Filmic operators have gotten a lot of traction with game developers over the past several years, because they offer a 'cinematic' look. Also, as they roughly model the behavior of film stock, they are taking over a century of refinement in how to capture and present an image that humans find pleasing or realistic. The full pipeline defined by ACES is more than what a game developer typically needs to concern themselves with, as it includes items related to cameras and archival storage. What we’re most interested in here is the imaging pipeline that specifies how to convert a scene-referred image for display across a variety of reference devices (from 48 nit projectors to 4000 nit HDR displays in the present reference implementation).

For us, ACES starts by taking a scene referred image and converting it into the wide-gamut working space used by ACES. At this point in the process, settings such as exposure are applied to get middle-gray to the expected 0.18 level (applying exposure doesn’t change an image from being scene referred, since exposure is just a linear scale). Prior to the tone mapping portion of the algorithm, ACES specifies that one or more Look Modification Transforms (LMT) may be applied to produce the intended look for the scene. Please refer to the next section on color grading for more.

Next, ACES applies what it refers to as the Reference Rendering Transform (RRT). The RRT contains a sigmoid-style curve in a very large range. It can be thought of as a base film operator that is independent of the intended display.

In the next step, ACES applies what is called an Output Device Transform (ODT). The ODT can be thought of as containing the output device specific portion of tone mapping. The ODT will contain a stronger sigmoid-style mapping to bring the data into the limited range of the intended output. It also handles conversion into the output color space, and any encoding necessary. The powerful concept here is the segmentation of operations, particularly device-independent versus device-dependent. The goal of the system is to enable adapting to many different display environments. The implementation section below has more information on how to incorporate the ACES tonemapper into your own game.

Scene-Referred Color Grading

This section is out of place chronologically with the recommended pipeline, simply because our recommendation here is based heavily around the ACES workflow described in the last section. As we described, LMTs are the prescribed way to apply a specific look to a scene within the ACES pipeline. As opposed to the color grading game developers have frequently used in recent years, it is defined to happen against scene referred data, rather than against output referred data.

Today, many game developers use a very simple but powerful pipeline to handle color grading. They have a small (often 16^3) 3D LUT, which is indexed by the color after tone mapping. Artists are often given a default identity LUT overlaid on an image from the game, and then given free rein to modify it with global operations in an editor like Photoshop. After many layers of color balancing, curve modification, and hue shifting, the transformed LUT is extracted out of the image and used in game. In the worst case, all this is done without properly accounting for the non-linear encoding of sRGB.

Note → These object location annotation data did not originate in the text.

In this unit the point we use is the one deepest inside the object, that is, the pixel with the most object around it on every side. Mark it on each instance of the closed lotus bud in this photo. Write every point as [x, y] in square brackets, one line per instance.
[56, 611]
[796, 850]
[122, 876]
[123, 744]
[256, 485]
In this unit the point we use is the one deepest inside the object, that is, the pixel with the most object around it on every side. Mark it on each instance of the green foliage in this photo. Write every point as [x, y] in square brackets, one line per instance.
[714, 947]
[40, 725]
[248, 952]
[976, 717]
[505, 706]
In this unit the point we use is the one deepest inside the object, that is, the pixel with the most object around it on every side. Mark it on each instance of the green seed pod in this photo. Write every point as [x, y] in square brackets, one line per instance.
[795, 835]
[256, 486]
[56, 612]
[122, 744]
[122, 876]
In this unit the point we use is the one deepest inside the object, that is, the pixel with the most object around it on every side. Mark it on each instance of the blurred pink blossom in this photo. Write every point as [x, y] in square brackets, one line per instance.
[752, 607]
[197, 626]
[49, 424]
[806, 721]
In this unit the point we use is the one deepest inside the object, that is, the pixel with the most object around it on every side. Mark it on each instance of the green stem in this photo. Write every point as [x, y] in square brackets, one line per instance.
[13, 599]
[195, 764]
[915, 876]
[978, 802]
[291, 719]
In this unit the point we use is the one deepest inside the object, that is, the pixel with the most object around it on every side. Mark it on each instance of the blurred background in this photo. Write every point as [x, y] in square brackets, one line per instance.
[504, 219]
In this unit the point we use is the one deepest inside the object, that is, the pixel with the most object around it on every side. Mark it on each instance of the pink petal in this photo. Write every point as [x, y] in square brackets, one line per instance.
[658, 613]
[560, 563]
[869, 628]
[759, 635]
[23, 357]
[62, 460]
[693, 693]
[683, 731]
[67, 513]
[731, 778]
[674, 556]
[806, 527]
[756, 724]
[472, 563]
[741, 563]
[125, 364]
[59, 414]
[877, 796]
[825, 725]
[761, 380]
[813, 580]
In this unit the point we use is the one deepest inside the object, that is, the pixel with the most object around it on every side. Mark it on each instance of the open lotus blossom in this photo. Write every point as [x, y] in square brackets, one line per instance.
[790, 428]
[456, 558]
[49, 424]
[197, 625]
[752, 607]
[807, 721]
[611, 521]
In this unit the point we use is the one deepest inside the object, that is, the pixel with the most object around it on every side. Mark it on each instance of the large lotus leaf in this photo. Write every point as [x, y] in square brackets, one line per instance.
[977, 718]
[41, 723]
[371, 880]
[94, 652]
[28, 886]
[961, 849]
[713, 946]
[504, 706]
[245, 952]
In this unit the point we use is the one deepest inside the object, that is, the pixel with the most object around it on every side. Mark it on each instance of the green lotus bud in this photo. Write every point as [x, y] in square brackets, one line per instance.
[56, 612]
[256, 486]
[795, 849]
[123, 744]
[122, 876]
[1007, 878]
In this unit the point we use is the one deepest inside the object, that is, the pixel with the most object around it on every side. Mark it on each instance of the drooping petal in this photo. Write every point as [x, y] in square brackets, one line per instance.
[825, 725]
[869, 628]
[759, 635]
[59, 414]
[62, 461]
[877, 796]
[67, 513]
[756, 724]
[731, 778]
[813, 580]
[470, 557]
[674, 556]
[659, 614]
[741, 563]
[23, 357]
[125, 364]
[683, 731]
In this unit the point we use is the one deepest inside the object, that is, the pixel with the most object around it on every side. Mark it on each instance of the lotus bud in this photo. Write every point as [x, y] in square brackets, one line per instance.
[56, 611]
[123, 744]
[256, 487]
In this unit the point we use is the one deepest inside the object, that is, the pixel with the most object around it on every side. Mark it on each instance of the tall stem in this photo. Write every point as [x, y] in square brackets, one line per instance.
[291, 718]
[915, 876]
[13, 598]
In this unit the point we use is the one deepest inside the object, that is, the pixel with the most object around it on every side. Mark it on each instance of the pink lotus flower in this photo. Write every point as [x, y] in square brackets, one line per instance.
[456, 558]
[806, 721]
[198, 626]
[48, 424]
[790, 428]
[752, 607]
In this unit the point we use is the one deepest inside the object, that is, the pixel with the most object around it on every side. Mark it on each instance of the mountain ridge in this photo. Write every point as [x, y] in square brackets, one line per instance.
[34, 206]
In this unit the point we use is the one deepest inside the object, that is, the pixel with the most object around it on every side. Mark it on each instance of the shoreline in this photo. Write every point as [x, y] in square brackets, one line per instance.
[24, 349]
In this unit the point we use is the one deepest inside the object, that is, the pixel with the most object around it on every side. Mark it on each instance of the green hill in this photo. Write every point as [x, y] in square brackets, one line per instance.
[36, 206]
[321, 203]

While the process described above is extremely powerful for an artist, it poses some challenges with a flow that needs to contend with HDR. The primary issue is that the grading is all being done relative to output referred colors. This means that the grading doesn't map well to the larger range. Obviously, it is possible to just author another color grade for a different output space. However, now a developer needs to worry about keeping things in sync, and possibly worry about keeping multiple levels of grading (500 nits for OLED HDR, 1000 nits LCD HDR, 2000 nit HDR, etc.). Assuming that the tone map is invertible, it would be possible to map the changes back from the SDR space to the HDR space.

Unfortunately, tone mappers are never quite fully invertible once you get to the final image. (quantization and saturation, particularly in the highlight ranges). So mapping that operator backwards will lead to some degree of artifacts or limitations. Additionally, grading in the output reference space can result in the artist being driven to 'fix' tone mapper shortcomings. A common potential issue is with luminance only tone mappers. Because they are restricted to luminance only, they maintain saturation at all levels of luminance. This means that a heavily saturated highlight will actually appear dimmer, due to the natural restrictions of a display. However, an artist may now be tempted to throw some desaturation into those high ranges to make them look brighter. Now you’ve desaturated colors that you could represent well on an HDR display in an unnatural manner.

To solve these sorts of issues, ACES specifies using a Look Modification Transform for most of what we'd term color grading in games today. The LMT operates on the full range data. While it doesn’t have to be, an LMT will typically be a 3D LUT just like we’re used to. To compensate for the large range, the LUT needs a "shaper" function to more efficiently cover the space. Typically, a log function is a good enough solution for this. With log compression, a 32^3 LUT can cover a large range in the scene referred space with reasonably good precision.

For simplicity as you start out, a developer may wish to consider integrating a fairly restricted range of mathematical operators applied directly to the data. Gain, bias, contrast enhancement, and saturation may be enough for a lot of purposes. Further transforms, like processing in color opponent spaces like IPT may be useful to adjust balance between hues. Additionally, these operations can all ultimately be baked out into a simple LUT as described above for final deployment. Obviously, the solution proposed here cannot replicate everything that an artist might be doing today with the common color grading methods. Today, an artist can turn pure black to bright red if they really want to. In spite of this, we feel the path outlined is going to be a generally good one that will cover the needs and desires of most. It is something that seems to have some degree of support in the film industry, and we can do a lot worse than emulating a workflow that others with similar challenges utilize.

Color Space

Color space sets up the output color space for the image. It is important to understand that the function of this control changes somewhat depending on the selected EOTF mode control described below. The output is in the color space selected. For example, changing from sRGB to BT. 2020 color space will show the image get substantially desaturated. This is because it is outputting color as if it is expecting the display to directly take BT 2020. Since the code is trying to output the same absolute color no matter which space you chose, choosing a wider color space means that the colors will appear more desaturated.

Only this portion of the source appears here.